Primeiro a profunda realidade do guião. Por mais canhestro que seja o Moita Flores (e ele depois melhora)  isto é um magnífico primeiro esforço... e mais do que isso é mais pegado ao chão que o Zé Gato. Tens, só e completamente do ponto de vista do judite a pègre lisboeta toda, como não podia deixar de ser de um ex-judite como o Moita Flores, mas tens os desgraçados da droga dos anos 80 e 90, a velha chungaria das alcunhas, os bufos da movida, os amadores e os profissionais de cadastro, o eventual psicopata, o patologista que não usa luvas, o bófia ½ descontrolado que espeta umas estaladas dia sim dia sim, a tensão interna entre polícias que sabem ler e os que só lêem “A Bola”, a masculinidade tóxica menos desculpável do marido burguês da Rita, o peso do trabalho na vida dos gajos. Ao nível da copaganda, este é-me o mais desculpável, antes de mais porque soa do chão, da vida dos gajos.
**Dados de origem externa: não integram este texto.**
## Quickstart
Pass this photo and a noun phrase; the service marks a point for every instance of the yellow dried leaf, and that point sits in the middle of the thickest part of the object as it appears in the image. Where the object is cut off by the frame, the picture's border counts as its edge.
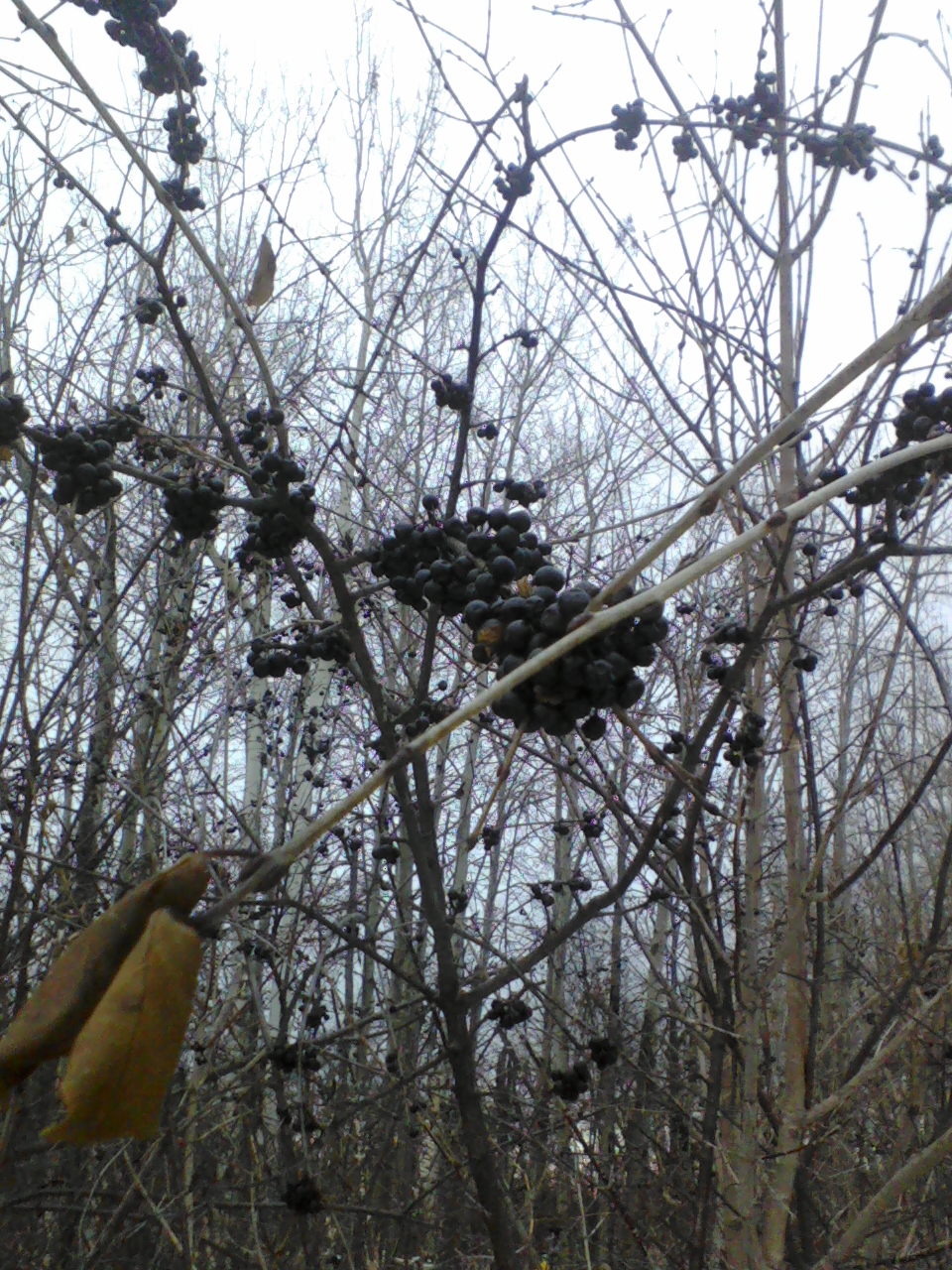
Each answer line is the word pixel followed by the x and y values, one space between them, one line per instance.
pixel 266 270
pixel 53 1016
pixel 126 1056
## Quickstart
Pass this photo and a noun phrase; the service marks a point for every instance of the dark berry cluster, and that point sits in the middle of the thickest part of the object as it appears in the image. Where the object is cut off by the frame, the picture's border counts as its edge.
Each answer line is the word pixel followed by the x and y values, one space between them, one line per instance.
pixel 684 148
pixel 522 492
pixel 746 744
pixel 428 712
pixel 277 531
pixel 148 310
pixel 572 1083
pixel 272 659
pixel 509 1014
pixel 255 421
pixel 185 143
pixel 598 675
pixel 629 122
pixel 84 472
pixel 924 416
pixel 516 183
pixel 193 506
pixel 169 64
pixel 603 1052
pixel 389 852
pixel 295 1056
pixel 155 377
pixel 448 393
pixel 806 662
pixel 186 198
pixel 302 1196
pixel 13 416
pixel 753 118
pixel 849 148
pixel 457 562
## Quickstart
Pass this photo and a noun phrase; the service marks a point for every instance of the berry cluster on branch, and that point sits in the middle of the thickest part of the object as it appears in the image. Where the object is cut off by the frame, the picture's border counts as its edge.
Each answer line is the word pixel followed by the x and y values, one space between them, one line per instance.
pixel 84 472
pixel 272 659
pixel 456 562
pixel 597 676
pixel 925 414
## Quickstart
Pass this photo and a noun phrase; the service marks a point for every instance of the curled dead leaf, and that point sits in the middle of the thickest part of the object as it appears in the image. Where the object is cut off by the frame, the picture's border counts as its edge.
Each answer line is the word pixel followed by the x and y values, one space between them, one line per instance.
pixel 126 1055
pixel 266 270
pixel 53 1016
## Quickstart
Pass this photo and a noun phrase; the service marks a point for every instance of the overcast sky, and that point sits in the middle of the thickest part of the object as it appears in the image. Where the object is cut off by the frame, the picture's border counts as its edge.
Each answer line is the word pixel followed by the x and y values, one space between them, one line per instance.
pixel 579 68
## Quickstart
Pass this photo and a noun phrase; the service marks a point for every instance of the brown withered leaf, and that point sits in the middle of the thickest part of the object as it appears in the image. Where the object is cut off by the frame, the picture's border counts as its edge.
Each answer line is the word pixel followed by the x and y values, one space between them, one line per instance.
pixel 53 1016
pixel 266 270
pixel 123 1060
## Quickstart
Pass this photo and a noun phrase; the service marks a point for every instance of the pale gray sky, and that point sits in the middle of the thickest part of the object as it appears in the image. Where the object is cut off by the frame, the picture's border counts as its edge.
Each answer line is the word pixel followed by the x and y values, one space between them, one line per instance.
pixel 702 46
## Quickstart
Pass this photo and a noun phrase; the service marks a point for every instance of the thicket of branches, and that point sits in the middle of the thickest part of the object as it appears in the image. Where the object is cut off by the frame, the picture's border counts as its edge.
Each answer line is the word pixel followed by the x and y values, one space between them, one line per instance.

E depois temos as actuações... fora o enorme Orlando Costa basicamente a fazer um Zé Gato velho ternamente casado com a Joaninha do Duarte & Cª (a Paula Mora); temos o gigantesco Canto e Castro de médico; o Manuel Cavaco de inspector muito sério; uma Sílvia Rizzo muito novinha de promotora que só está bem a castigar violência policial (dá-lhe na copaganda chico! que é para nós não irmos ver quantos xótas estão neste momento dentro por “excessos”); um Virgílio Castelo de burguês meio machão (duas pernas às costas); o Amdeu Caronho e a Estrela Novais em bandidos especialmente convincentes cada um a seu género... e depois a equipa:

o Lagarto e a Maria João Luís são deuses do palco e eu nunca os vi fazer mal. Para mais eu com a Maria João Luís tenho um muito sério crush de décadas (a minha velha máquina fotográfica chama-se Matilde por causa duma personagem dela), o João Lagarto cruzava-se muito comigo na Fac. de Letras quando eu passava lá a vida por conta da Giana e já na altura o olhava com um bocadinho de assombro. O Esparteiro é um natural e com o “Diogo” brutamontes teve o casting duma vida, não havia ninguém vivo ou morto que enchesse a personagem melhor; o Paulo Matos faz tudo o que havia a fazer com o “Jorge”, a personagem mais interessante, o bófia viciado no jogo e auto-sabotador (central no último episódio quando admite que falhou a hora da cerimónia do próprio casamento... eu acho francamente que às vezes o Moita Flores, outro natural, escreve para além do que queria à partida escrever); o Vítor Norte, que faz o polícia durão e cínico com a pistola maior de todas e só meio gás do que o que eu sei que o Norte sabe fazer e sobra um só meio-desensaboado-harry e o Cerdeira.. que é muito muito muito novinho aqui e faz o que pode com as moitaflorices que o Moita Flores lhe manda à personagem... e corre horrivelmente mal.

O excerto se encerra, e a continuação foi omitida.